1997’de İstanbul Belediye Başkanlığı bir sempozyum organize etmişti. George Tawa Üniversitesi’nin Prof. Dr. Esposito’da bu sempozyuma katılmıştı. O Türkiye’ye gelirken Prof. Dr. Zeki Sarıtoprak kendisine, “İstanbul’da mutlaka M. Fethullah Gülen Hocaefendi ile görüş.” demiş ve adres olarak Gazeteciler Ve Yazarlar Vakfı’nın adresini vermişti.
Beni Vatikan temsilcisi Maroviç davet etmişti. Çünkü meşhur tasavvufî aşk şairi İbn-i Fârız üzerine Konya kütüphanelerinde araştırma yapan bir arkadaşına yardımcı olmuştum, onunla görüşecekti.
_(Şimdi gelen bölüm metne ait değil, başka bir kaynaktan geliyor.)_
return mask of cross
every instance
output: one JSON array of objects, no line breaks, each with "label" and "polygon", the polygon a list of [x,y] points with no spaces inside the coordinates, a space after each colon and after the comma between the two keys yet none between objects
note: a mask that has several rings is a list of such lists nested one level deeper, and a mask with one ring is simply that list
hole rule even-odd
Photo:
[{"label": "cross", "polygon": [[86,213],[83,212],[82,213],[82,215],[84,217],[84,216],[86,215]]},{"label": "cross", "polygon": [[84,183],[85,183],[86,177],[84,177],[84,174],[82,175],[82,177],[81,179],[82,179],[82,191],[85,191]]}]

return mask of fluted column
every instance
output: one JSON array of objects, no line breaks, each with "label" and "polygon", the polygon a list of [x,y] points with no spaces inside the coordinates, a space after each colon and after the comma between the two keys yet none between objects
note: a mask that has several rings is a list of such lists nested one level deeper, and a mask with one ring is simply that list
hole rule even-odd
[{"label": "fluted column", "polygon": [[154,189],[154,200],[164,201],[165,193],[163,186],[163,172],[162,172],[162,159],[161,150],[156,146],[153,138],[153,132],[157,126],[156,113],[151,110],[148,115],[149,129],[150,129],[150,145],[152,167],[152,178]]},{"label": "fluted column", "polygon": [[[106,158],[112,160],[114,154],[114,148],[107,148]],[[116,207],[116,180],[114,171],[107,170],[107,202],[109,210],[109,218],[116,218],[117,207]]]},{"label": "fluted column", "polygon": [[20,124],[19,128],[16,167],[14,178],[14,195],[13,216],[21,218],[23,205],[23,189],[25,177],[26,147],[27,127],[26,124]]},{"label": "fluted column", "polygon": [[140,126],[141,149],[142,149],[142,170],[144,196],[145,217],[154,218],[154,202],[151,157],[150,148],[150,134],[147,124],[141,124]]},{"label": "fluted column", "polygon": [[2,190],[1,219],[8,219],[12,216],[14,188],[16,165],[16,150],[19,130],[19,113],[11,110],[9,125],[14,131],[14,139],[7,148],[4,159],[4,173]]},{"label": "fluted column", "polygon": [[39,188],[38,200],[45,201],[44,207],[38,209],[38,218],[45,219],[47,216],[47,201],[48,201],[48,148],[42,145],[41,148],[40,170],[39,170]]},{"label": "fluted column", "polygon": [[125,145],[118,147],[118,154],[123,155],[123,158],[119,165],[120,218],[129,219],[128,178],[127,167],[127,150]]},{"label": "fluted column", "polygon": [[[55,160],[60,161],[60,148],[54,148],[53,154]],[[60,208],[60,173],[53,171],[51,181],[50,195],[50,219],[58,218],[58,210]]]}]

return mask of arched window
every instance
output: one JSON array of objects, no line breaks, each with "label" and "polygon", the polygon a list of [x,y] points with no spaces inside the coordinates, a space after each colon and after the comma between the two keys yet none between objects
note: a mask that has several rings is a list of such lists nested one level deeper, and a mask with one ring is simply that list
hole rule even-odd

Tam bu sırada, o zamanki Gazeteciler Ve Yazarlar Vakfı Başkanı Harun Tokak bey de beni arayıp vakfa çağırdı. Ayrıca Maroviç ve arkadaşının da vakfa geleceklerini söyledi. Vakfa geldiğimde Halid Refi ve eşinin tercümanlık yapıp, Prof. Dr. Esposito’nun sorularına Harun Beyin cevap verdiğini gördüm.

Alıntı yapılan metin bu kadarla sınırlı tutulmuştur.